SMF has always worked the same with or without JS on (save a couple of things in admin). So, I guess Elkarte would be in the same boat.

Re: BBC Parsing

Reply #6

All tests are passing. Which is pretty awesome. Even added a bunch more messages to test.

Now, to figure out what is making it take nearly double the time.

Tester.php is no longer the entrance. It is now the index.php file.

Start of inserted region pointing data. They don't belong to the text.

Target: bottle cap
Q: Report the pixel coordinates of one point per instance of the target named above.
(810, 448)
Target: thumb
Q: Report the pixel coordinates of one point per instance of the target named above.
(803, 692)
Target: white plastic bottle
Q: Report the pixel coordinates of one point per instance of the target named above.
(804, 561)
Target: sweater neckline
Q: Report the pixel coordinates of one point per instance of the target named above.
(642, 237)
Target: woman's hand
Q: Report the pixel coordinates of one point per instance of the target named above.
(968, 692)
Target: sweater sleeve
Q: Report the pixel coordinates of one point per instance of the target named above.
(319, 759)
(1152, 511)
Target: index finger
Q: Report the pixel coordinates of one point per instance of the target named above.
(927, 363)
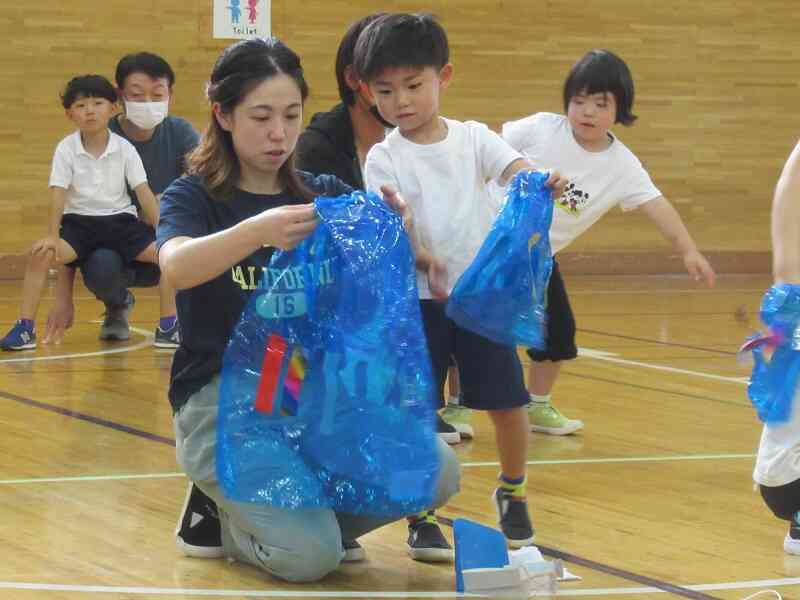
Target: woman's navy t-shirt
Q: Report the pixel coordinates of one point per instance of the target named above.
(209, 312)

It could certainly stand to look better but I am not in the mood to wrestle with Bootstrap's handling of
 and <code> anymore.

Re: BBC Parsing

Reply #7

Sounds like great progress, hope you can determine whats causing the speed issue.

Re: BBC Parsing

Reply #8

I set it up to show me what has the largest percentage time difference. Consistently, this string is the top of the list. Thought it was ironic.

Code: [Select]
[quote="Edsger Dijkstra"]If debugging is the process of removing software bugs, then programming must be the process of putting them in[/quote]

Re: BBC Parsing

Reply #9

Code: [Select]
		foreach ($this->bbc as $k => $v)
{
if ($tag !== $v['tag'])
{
unset($this->bbc[$k]);
}
}

is 50% faster than

Code: [Select]
		$this->bbc = array_filter($this->bbc, function ($ele) use ($tag) {
return $ele['tag'] !== $tag;
});
On PHP 5.3.

Re: BBC Parsing

Reply #10

Been poking through and playing with the code, thats a very nice refactor so far :D awesome job Josh!

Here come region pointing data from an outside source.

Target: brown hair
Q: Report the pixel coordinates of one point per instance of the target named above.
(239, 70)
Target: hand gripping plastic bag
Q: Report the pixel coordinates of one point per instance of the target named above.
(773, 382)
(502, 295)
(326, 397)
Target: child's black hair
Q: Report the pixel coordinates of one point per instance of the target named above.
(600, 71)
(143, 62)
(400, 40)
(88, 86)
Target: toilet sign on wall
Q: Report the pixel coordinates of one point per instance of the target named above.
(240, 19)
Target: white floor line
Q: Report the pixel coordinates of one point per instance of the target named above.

In terms of speed, it looks like the biggest time delta is in the recursion call of handleParsedEquals, not sure how to improve that TBH.

Re: BBC Parsing

Reply #11

Oh, I have made a ton of changes so far. I will upload them shortly. I am also, at the same time, working on a complete rewrite using preg_split(). I could probably use preg_match() but I want to keep it fairly simple.

Re: BBC Parsing

Reply #12

Cool ... look forward to what you have done. 

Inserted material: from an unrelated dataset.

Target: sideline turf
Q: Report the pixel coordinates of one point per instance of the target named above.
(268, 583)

I may take a couple of the simple optimizations (substr_xxx) and stuff them back in 1.0.5 as well.   That way its as fast as possible and then you really have to work to beat it :P (well in terms of speed), the new structure is already leaps better !

Re: BBC Parsing

Reply #13

Yeah, working on the optimizations, I could just throw them back in to it. I could definitely this without using objects but I really think that is the way to write good code. I had to do some stuff so I got side tracked and I also broke it last night before I went to sleep so I didn't upload them yet. Just got my computer back, so I should (in theory) be able to work much faster now. @Flavio93Zena let me use his test site with his online control panel so I could upload things to it. Awesome but I have to upload the changes any time I want to test something. I am also working with 5.3 which is 6 years old. I want to test 5.4 and up. I imagine HHVM and PHP 7 are much faster, especially dealing with objects.

Re: BBC Parsing

Reply #14

With the preg_split() parser, we could store the messages in their split form. Right now it is splitting by (\[/?$tag) and {\]) ($tag is the tag, not the regular expression). I guess if it splits by (\[/?.*)[\s\=\]]) (wrote that in this window so I don't know if it even makes sense) then it makes it so that any word or itemcode going forward can be added or removed.